“MOTHERHOOD” writer-director, Katherine Dieckmann
[PREMIERE SCREENING: Wednesday, Jan. 21, 9:30 pm — Eccles Theatre, Park City]
I started out writing Motherhood from a place of frustration with contemporary movies because I couldn’t think of a single one that dealt nearly exclusively in a complicated, human, reasonably authentic way with the subject of what it’s like to be a mother. Moms in the movies tend to be neglectful, embarrassing, screwballs, alcoholics, bitches, or monsters of controlling will, which may be true of some mothers some of the time, but certainly not all mothers all of the time.
As a serious fan of Curb Your Enthusiasm, I was inspired to depict a contemporary mom in New York City, albeit one without a lot of money, who undergoes the kind of public trials and tribulations that Larry David’s cranky protagonist goes through — but laces it all with the funny-sad swings of motherhood. This is a comedic but also melancholy look at a mother’s struggle for self-identification during a Mrs.

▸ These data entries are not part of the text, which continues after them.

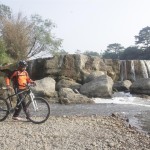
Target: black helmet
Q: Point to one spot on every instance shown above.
(22, 63)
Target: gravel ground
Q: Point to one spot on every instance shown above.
(72, 133)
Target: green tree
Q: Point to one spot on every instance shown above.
(91, 53)
(5, 12)
(143, 38)
(42, 38)
(4, 58)
(25, 37)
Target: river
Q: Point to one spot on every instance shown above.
(136, 109)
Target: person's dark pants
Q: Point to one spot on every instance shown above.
(22, 105)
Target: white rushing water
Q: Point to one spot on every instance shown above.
(124, 98)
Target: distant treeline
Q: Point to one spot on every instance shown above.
(141, 49)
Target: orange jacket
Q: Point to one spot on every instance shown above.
(22, 78)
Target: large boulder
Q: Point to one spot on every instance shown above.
(45, 87)
(76, 67)
(141, 86)
(67, 83)
(99, 87)
(67, 96)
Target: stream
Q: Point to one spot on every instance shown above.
(136, 109)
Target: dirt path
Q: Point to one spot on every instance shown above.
(72, 133)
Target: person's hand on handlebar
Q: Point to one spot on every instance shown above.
(9, 87)
(33, 83)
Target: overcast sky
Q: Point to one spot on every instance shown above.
(89, 24)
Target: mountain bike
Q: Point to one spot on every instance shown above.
(37, 107)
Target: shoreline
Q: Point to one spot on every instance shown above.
(72, 132)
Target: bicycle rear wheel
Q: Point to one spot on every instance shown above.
(4, 109)
(39, 110)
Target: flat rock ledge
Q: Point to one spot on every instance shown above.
(72, 133)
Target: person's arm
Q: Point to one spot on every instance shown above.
(29, 80)
(7, 80)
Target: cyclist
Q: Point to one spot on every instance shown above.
(20, 79)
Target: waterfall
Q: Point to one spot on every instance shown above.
(61, 59)
(123, 70)
(147, 64)
(132, 71)
(144, 69)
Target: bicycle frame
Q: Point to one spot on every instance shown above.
(28, 92)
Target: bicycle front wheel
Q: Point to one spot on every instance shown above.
(4, 109)
(39, 110)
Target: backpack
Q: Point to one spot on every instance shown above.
(15, 78)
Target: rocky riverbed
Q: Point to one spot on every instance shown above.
(72, 133)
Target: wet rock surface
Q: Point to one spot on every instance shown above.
(72, 133)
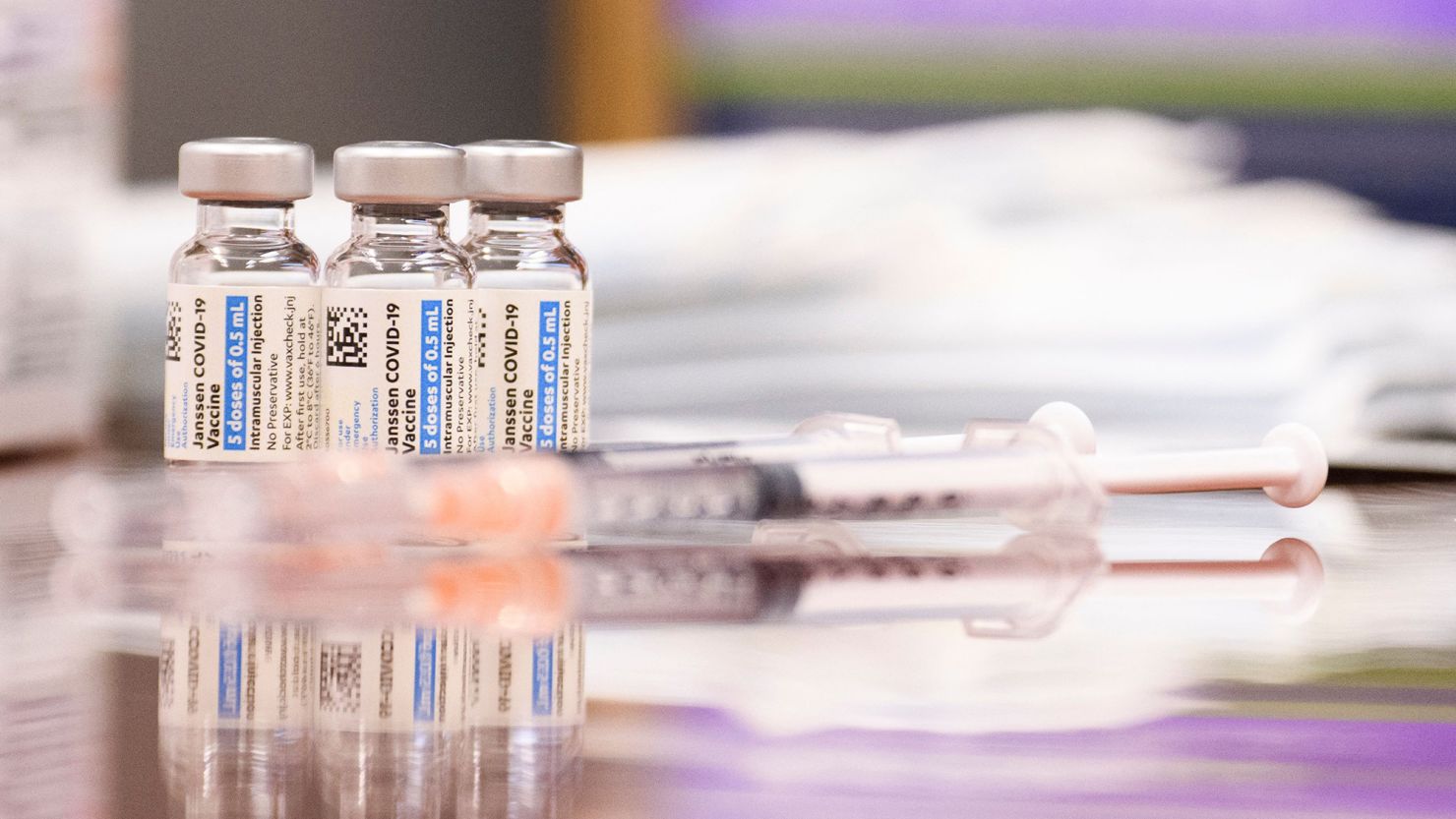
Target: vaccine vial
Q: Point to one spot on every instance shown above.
(400, 321)
(243, 326)
(242, 385)
(397, 377)
(534, 299)
(524, 704)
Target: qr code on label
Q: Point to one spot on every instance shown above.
(173, 330)
(166, 673)
(339, 676)
(348, 338)
(481, 340)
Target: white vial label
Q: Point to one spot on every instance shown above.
(223, 673)
(394, 678)
(534, 369)
(526, 681)
(242, 373)
(399, 372)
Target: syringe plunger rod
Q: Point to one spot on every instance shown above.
(1291, 467)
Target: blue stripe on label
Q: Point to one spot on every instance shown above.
(430, 342)
(230, 671)
(235, 373)
(543, 675)
(424, 675)
(548, 369)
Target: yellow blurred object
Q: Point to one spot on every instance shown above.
(615, 70)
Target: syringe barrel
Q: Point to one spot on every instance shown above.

Dalloway-like day-in-the-life (and yes, a life not unlike my life).
Since finishing the film, I have come to realize exactly why there aren’t many movies on the maternal state of being: There can be a knee-jerk hostility to the topic alone, especially from those not yet prepared, or disinclined, to breed. It’s easy to reduce the movie to a chick flick, which it’s not. Plus some viewers are made uncomfortable by the mere existence of a prickly mom who tries hard and means well but is sometimes a total jerk.
But for those who get it — women and men alike, both parents and not — there’s the sense that something previously unexplored is being placed before them on the screen. Motherhood forms a genre of one, and that very fact speaks volumes about today’s cinema and its preoccupations.